Development of a predictive model for Ki-67 index of meningiomas by integrating deep-learning, radiomics and clinical features utilizing fully automated segmentation results.
Journal:
Computer methods and programs in biomedicine
Published Date:
Dec 12, 2025
Abstract
PURPOSE: To investigate the efficacy of clinical information, traditional radiological, radiomics and deep-learning features combinations for constructing a predictive model for the Ki-67 index of meningiomas. MATERIAL AND METHODS: This study acquired retrospective (198 cases) and prospective (22 cases) meningioma data between 2015 and 2020. Within the retrospective data, 160 cases were utilized for training, while 38 were allocated to an independent test. Ki-67 expression levels were dichotomized into low and high groups using a 4% threshold based on previous research. The study developed and evaluated five classifier models combining clinical information, radiomics and deep-learning features to predict Ki-67 expression levels.

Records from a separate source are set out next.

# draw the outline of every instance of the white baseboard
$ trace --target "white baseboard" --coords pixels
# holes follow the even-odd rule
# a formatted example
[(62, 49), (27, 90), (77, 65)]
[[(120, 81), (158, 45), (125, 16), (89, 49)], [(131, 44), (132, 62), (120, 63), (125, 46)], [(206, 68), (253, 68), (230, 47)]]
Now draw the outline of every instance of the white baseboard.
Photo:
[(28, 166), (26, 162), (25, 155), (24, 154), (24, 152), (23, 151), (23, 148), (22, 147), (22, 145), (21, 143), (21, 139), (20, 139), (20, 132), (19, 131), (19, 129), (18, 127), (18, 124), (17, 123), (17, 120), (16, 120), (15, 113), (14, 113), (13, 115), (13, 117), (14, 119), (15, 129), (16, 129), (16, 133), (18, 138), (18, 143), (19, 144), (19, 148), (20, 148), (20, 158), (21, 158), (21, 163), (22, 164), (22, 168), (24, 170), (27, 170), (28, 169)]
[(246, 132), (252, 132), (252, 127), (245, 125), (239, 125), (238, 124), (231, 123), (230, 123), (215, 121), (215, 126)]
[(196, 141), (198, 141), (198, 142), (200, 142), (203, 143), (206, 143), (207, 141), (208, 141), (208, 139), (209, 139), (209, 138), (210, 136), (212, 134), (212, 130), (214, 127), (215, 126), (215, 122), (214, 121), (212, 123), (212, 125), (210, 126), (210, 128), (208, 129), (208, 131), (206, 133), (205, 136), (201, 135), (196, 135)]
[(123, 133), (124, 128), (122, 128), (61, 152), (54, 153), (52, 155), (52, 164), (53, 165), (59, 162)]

Model performance was evaluated via the receiver operating characteristic (ROC) curves and the area under the curve (AUC), obtaining a 95% confidence interval (CI) using DeLong testing. Subsequently, the most effective model was validated using prospective data from 22 cases. RESULTS: The eXtreme Gradient Boosting (XGBoost) classifier model showed optimal performance among the five classifier models. The AUC for the independent test dataset was 0.717 (CI: 0.575-0.858). After optimization, the AUC of the test dataset is 0.767 (CI: 0.631-0.903). The AUC for the prospective test data set was 0.773 (CI: 0.590-0.955). Decision curve analysis (DCA) showed that combining clinical information, radiomics, and deep-learning features resulted in the best predictive performance of the XGBoost classifier. CONCLUSION: An integrated radiomics model enables Ki-67 prediction and has great potential to estimate the risk of tumor regrowth and recurrence non-invasively.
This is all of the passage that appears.